MHT

class ssapy.correlate_tracks.MHT(data, nsat=1000, truth=None, hypotheses=None, propagator=None, mode='rv', fitonly=None, approximate=False, orbitattr=None, priors=None)[source][source]

Bases: object

Multiple Hypothesis Tracking of many hypotheses explaining data.

This class manages the assessment of which hypothesis are most likely to explain data, building a set of tracks observation by observation.

Initialize the MHT with the data, do mht.run(), and inspect the most likely hypotheses using [h.lnprob for h in mht.hypotheses].

Parameters:
  • data (array_like[N]) – data to model. Must contain angles of observations, observer locations and velocities, times, detection IDs, etc.

  • nsat (int) – total number of satellites in the sky.

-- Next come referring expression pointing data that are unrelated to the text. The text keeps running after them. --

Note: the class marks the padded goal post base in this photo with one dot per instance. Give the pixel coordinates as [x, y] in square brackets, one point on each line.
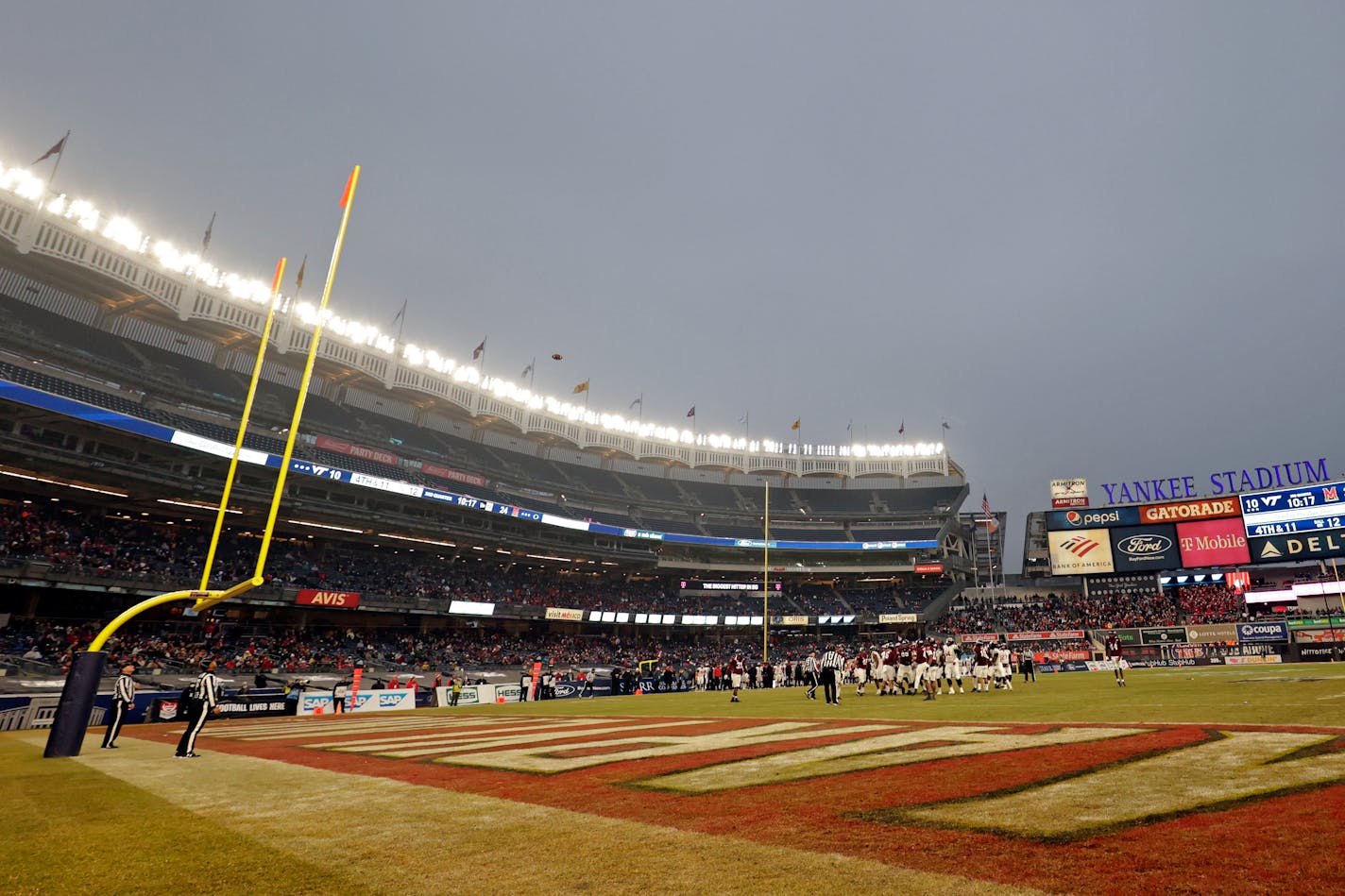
[76, 706]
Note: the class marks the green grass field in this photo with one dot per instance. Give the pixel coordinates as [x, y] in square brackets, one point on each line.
[289, 817]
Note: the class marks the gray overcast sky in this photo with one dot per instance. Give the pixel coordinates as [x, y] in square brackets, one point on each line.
[1099, 240]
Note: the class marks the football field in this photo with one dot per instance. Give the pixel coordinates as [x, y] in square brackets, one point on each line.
[1224, 779]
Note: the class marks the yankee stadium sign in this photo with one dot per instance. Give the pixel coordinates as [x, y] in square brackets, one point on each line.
[1225, 482]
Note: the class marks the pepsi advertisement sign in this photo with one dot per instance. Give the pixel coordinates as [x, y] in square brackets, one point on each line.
[1085, 518]
[1145, 548]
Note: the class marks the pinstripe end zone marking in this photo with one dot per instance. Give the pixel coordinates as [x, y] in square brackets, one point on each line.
[1098, 779]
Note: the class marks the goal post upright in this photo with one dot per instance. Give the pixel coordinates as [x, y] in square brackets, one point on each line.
[81, 687]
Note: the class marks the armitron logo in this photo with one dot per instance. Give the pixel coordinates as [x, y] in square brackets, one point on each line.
[1079, 547]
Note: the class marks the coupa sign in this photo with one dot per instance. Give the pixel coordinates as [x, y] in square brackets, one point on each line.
[1262, 632]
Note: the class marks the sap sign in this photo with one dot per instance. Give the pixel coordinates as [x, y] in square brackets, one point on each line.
[1262, 632]
[367, 702]
[1145, 548]
[1062, 519]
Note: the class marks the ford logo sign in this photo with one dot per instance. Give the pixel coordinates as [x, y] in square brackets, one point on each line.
[1145, 545]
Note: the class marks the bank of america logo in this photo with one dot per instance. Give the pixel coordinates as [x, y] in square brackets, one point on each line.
[1079, 547]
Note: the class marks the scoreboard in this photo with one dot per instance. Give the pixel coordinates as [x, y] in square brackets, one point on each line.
[1310, 509]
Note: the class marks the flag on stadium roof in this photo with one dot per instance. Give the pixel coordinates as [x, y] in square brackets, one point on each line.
[349, 184]
[56, 151]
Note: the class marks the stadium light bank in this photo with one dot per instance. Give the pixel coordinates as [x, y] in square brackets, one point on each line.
[124, 233]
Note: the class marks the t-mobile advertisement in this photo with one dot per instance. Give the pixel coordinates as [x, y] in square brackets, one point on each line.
[1214, 542]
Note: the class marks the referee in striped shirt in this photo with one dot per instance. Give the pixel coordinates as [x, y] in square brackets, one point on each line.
[205, 705]
[123, 694]
[833, 664]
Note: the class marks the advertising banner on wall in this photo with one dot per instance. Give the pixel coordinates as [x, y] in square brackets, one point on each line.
[343, 599]
[1068, 493]
[1183, 510]
[1075, 553]
[1262, 632]
[1278, 549]
[1145, 548]
[453, 475]
[1215, 634]
[1084, 518]
[1165, 635]
[1214, 542]
[358, 451]
[560, 613]
[366, 702]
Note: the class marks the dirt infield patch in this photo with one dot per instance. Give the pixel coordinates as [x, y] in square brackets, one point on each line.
[1100, 809]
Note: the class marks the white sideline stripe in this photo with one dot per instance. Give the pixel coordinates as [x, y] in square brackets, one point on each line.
[456, 746]
[322, 728]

Affects the overall prior and the preference for new tracks vs. additional assignments to existing tracks.

  • truth (dict) – when true assignments are known, this argument can provide debug information about when the tracker has lost the true assignment

  • hypotheses (list of Hypothesis) – initialize the MHT with this existing list of Hypotheses. Default None.

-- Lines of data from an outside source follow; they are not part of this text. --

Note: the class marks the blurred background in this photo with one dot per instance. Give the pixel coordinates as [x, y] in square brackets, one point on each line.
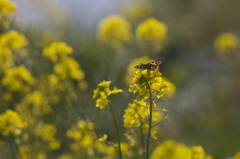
[206, 105]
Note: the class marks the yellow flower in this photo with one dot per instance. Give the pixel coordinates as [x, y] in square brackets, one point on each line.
[11, 123]
[170, 90]
[16, 79]
[13, 40]
[114, 30]
[226, 42]
[103, 91]
[103, 139]
[197, 152]
[57, 50]
[65, 156]
[35, 103]
[152, 32]
[69, 68]
[145, 78]
[6, 59]
[171, 150]
[7, 11]
[131, 70]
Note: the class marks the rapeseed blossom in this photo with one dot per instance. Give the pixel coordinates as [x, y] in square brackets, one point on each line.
[85, 142]
[18, 79]
[103, 139]
[7, 11]
[131, 70]
[171, 90]
[35, 104]
[47, 133]
[103, 91]
[136, 112]
[12, 46]
[114, 30]
[11, 123]
[152, 32]
[57, 50]
[144, 79]
[13, 40]
[68, 68]
[226, 42]
[6, 59]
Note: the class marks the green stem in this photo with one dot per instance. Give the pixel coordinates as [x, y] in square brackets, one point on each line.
[116, 126]
[142, 137]
[149, 122]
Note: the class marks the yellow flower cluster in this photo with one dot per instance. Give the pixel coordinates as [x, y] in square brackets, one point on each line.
[103, 91]
[18, 79]
[56, 51]
[13, 40]
[68, 67]
[47, 133]
[152, 32]
[172, 150]
[131, 70]
[226, 42]
[7, 11]
[11, 123]
[11, 43]
[114, 30]
[65, 66]
[34, 103]
[144, 79]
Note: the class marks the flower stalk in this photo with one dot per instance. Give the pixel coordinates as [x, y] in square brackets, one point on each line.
[117, 130]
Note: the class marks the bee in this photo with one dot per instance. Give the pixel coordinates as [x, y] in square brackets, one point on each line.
[153, 66]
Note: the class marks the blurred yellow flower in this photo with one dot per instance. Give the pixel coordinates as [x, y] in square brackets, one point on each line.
[13, 40]
[197, 152]
[34, 103]
[11, 123]
[137, 10]
[65, 156]
[17, 78]
[7, 11]
[171, 150]
[47, 133]
[83, 85]
[56, 51]
[6, 59]
[69, 68]
[103, 139]
[152, 32]
[226, 42]
[114, 30]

  • propagator (instance of ssa Propagator) – propagator to use. Default to None (Keplerian)

  • fitonly (ndarray[N] bool) – entries in data to fit

Methods Summary

add_tracklet(satid, **kw)

Add an observation from data to the MHT analysis.

flag_inconsistency(track2hyp, hyp)

Debug method checking to see if there are any inconsistencies between the tracks tracked by the MHT and the hypotheses tracked by the MHT.

prune(satid[, nkeepmax, pkeep, ...])

Prune unlikely hypotheses from the MHT.

prune_stale_hypotheses(newdeadtracks)

Prune hypotheses that are different from better hypotheses only in dead tracks.

prune_tracks(satid[, nconfirm])

Prune tracks that are now nearly identical from the MHT analysis.

run([first, last, verbose, order])

Run the MHT analysis.

Methods Documentation

add_tracklet(satid, **kw)[source][source]

Add an observation from data to the MHT analysis.

Parameters:

satid (int) – the ID of the observation to add.

static flag_inconsistency(track2hyp, hyp)[source][source]

Debug method checking to see if there are any inconsistencies between the tracks tracked by the MHT and the hypotheses tracked by the MHT. Should only be needed for debugging.

Every hypothesis in track2hyp[track] should include the Track track. Every hypothesis in hyp should be in the list of track2hyp[track] for each of its tracks. Every track should be in a hypothesis.

Parameters:
Return type:

True if everything is consistent.

prune(satid, nkeepmax=10000, pkeep=1e-09, keeponlytrue=False, nconfirm=6)[source][source]

Prune unlikely hypotheses from the MHT.

Parameters:
  • satid (int) – the detection ID most recently added to the MHT

  • nkeepmax (int) – keep no more than nkeepmax hypotheses

  • pkeep (float) – keep no hypotheses more than pkeep times less likely than the most likely hypothesis

  • keeponlytrue (bool) – keep only the single hypothesis known to be true for speed comparison purposes.

  • nconfirm (int) – only keep one variant of tracks that agree in the last nconfirm detections

prune_stale_hypotheses(newdeadtracks)[source][source]

Prune hypotheses that are different from better hypotheses only in dead tracks.

Note: implentation relies on identical tracks always having the same id. The MHT code tries to guarantee this—otherwise it must do extra work matching identical tracks to new detections, etc. But using id(Track) feels horrible to me.

Parameters:

newdeadtracks (list of Track) – list of tracks that died since the last pruning.

Return type:

boolean mask indicating hypotheses to keep

prune_tracks(satid, nconfirm=6)[source][source]

Prune tracks that are now nearly identical from the MHT analysis.

As the MHT adds observations to tracks, eventually some tracks have a number of confirming observations. For these long tracks, we really only need to keep different Tracks and Hypotheses for cases where there are recent disagreements with how those tracks continue; if hypotheses agree that the track continues in the same way, we don’t need to continue tracking the past differences. So we prune out cases of former disagreement.

This tries to identify such overlapping tracks and keep only one of them.

Parameters:
  • satid (int) – the satID of the most-recently added detection to the MHT

  • nconfirm (int) – if two tracks are identical in their last nconfirm observations delete the tracks not in the most likely hypothesis.

Return type:

boolean array indicating hypotheses to keep

run(first=None, last=None, verbose=False, order='forward', **kw)[source][source]

Run the MHT analysis.

Parameters:
  • first (int) – First tracklet to consider

  • last (int) – Last tracklet to consider

  • verbose (bool) – print extra progress information while running

  • **kw (dict) – extra keyword arguments to pass to MHT.prune.